At first I thought I only needed to worry about the amount of fuel (wood) and inlet air. Well, I quickly learned the key to a great fire is building heat in the firebox -- getting the cast iron hot. At this point combustion becomes very easy and efficient. Too much inlet air during warmup has a real cooling effect. Yes, of course air and fuel are important, but everything becomes easier when the "combustion chamber" is hot.

How to apply this to racing engines:
  • Good Warmup - A thermostat and the ability to add load to the engine will quicken this process.  
  • Block Filler (Grout) - Only applicable for short term racing like drag racing. Most people think this helps performance because it stabilizes the cylinder walls, Nope, it's because it creates the condition where you can have a hotter lower engine and cooler upper engine at the same time.
  • Less Combustion Chamber Surface Area - A flat top piston and a small combustion chamber will have less heat transfer than a large dome and large combustion chamber.
  • Hot oil - So the oil doesn't overly cool the bottom of the piston and cylinder wall.
Of course there's a downside to building all this heat, and that is the probability of adding heat to the air/fuel mixture.

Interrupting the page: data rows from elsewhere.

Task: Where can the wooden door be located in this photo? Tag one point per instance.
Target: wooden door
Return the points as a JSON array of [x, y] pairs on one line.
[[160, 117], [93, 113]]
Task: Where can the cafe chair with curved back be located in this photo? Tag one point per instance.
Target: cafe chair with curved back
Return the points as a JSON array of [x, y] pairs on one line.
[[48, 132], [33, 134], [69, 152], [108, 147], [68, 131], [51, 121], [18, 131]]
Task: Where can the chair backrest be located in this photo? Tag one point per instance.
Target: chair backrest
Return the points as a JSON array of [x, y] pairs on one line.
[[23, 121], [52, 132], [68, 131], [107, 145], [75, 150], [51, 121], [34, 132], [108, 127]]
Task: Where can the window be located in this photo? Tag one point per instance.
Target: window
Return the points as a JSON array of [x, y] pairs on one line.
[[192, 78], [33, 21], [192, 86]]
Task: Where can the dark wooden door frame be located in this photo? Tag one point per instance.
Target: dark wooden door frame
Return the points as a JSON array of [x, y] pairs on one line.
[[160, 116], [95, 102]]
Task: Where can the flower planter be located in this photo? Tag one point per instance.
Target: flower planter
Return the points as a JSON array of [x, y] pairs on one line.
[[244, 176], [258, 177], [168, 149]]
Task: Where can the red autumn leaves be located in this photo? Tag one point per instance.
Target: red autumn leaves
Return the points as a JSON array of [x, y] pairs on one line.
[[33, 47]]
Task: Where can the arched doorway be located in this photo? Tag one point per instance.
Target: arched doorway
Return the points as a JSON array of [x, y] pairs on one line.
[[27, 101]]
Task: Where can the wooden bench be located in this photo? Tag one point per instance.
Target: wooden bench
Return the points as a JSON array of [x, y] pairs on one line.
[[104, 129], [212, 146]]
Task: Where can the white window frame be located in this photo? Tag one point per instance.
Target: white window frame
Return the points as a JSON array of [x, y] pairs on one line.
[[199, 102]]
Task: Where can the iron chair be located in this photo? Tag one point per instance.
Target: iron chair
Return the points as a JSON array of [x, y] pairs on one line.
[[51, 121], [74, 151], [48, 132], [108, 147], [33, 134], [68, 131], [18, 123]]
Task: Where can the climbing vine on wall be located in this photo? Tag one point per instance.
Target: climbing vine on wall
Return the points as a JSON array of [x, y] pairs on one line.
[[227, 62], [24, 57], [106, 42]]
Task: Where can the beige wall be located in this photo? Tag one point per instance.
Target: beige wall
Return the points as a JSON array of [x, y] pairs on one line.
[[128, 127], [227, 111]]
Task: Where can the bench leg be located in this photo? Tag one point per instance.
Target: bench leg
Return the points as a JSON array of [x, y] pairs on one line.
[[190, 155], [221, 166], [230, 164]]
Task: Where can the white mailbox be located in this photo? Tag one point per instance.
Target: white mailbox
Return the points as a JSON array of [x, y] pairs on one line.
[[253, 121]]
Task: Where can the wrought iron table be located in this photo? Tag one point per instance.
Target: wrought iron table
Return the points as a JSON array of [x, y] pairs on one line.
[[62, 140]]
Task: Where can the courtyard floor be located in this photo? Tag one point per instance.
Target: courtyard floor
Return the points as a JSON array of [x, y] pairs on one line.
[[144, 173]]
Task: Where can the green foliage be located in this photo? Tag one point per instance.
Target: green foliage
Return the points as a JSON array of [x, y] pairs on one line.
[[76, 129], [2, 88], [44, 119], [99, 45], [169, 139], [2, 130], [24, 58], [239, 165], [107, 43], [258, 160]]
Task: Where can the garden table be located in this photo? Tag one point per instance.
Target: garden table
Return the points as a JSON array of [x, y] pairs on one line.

How to keep the inlet air cool:
  • Hood Scoop or Cowl - If you're looking for max power, never pull hot under hood air unless forced by rules.
  • Block Exhaust System Heat - We don't want heat from the headers radiating to the intake manifold. Consider header coatings and wraps or maybe just a simple sheet metal baffle to block/deflect the heat.
  • Heat Resistant/Dispersing Intake Manifold - An aluminum manifold with an air gap design is best.  Also consider an oil splash pan under the Intake.
  • Ice Down the Intake Manifold - Since it only creates a short term benefit, it's perfect for qualifying laps or drag racing.
Other Ideas:
  • Strategically placed temperature sensors - Just knowing the temp of the coolant at the front of the manifold is not enough if you're going to push the limits of this concept.
  • More Intake Manifold surface area - The easiest way would be to grind/mill grooves on the outside of the Intake, but you could also add fins. Think air cooled engines.
The main point I want you to take away from this article is the advantages of creating a wider gap between upper and lower engine temps.

As you go through your day, look around, there are lessons everywhere.